それにも関わらずここにいるシャンサの信奉者達は、サロールに対して敵意を見せないどころか、むしろ歓迎するそぶりすら見せている。
歓迎する理由は、先ほどサロールが『溶岩人形』倒した事で、彼の実力を認めたからなのは間違いない。
彼らも『強者のみに生き残る資格がある』というイル=フェロ神の教えの信奉者である事に変わりはないようだ。
その上でサロールがシャンサに挑んでも、決して『預言者』が負けるはずがないと思っているのだろう。
確かにこんな聖地に陣取っているのならば、信仰の力を己に集めて、常人の想像を絶する力を有していたとしても不思議ではない。
テセルは並みの人間が信仰の力を集めても、それだけでは『人の器』に収まりきらず、心身共に滅びてしまうと言っていた。

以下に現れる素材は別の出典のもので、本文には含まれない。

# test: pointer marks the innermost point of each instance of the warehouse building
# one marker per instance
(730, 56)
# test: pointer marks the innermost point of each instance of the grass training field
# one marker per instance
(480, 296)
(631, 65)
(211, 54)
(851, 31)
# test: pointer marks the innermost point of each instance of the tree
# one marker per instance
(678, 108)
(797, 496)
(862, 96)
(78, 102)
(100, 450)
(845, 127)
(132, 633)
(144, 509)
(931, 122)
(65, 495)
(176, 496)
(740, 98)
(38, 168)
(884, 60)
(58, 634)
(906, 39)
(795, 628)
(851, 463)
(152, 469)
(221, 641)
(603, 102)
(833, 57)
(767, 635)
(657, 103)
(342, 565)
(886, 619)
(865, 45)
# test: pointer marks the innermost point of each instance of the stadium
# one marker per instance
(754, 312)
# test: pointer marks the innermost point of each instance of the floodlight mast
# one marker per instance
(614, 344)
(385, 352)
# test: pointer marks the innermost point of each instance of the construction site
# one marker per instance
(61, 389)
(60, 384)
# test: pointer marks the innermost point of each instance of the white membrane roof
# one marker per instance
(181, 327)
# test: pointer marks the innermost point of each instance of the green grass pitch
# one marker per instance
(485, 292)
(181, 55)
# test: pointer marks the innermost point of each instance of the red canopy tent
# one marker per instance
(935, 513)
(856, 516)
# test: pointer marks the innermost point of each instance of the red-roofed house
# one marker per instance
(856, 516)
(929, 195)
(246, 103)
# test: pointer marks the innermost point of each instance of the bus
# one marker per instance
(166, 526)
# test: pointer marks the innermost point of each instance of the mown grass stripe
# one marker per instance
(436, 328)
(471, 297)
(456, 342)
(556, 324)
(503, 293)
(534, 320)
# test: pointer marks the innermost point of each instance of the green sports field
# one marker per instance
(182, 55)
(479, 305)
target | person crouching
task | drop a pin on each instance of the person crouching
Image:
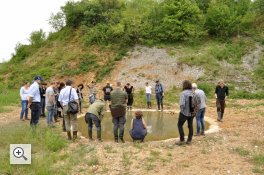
(138, 127)
(95, 115)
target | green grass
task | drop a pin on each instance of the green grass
(46, 144)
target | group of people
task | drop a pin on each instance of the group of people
(58, 96)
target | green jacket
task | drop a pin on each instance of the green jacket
(97, 109)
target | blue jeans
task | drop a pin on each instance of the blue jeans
(148, 97)
(35, 113)
(51, 113)
(200, 120)
(24, 104)
(119, 122)
(159, 98)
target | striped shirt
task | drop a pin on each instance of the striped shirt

だからこの世界では――この世界でも――『死後に神として崇拝される』事は一般的だが、生きている間に神として崇拝が行われるのはほとんどが詐欺師か、誇大妄想の貴族のたぐいだ――このオレが例外的存在になっているのは個人的にはいろいろと悩ましい。
しかし『神の代理人たる預言者』として信仰の力を一部、得るだけならば人の身でもどうにかなるかもしれない。
テセルほどの神造者ならそれぐらいは気づいているはずだ。そうすると先ほど山頂を見たときの態度もそれが理由なのだろうか?
もしもシャンサがそのような形で、力を得ているのならば、イル=フェロ信徒達をひれ伏させるのは当然だろうし、サロール一人ではどうしようもあるまい。
そんな事を考えていると、オレ達は粗末な社の前につく。
入り口の両脇には武装した見張りが立っているが、規模自体は至ってささやかなものだ。
他の地域にあるような壮麗な寺院とは比較にもならないが、それでも恒久的な建物を作る事はほとんどないイル=フェロ信徒にとっては、かなりのものなのだろう。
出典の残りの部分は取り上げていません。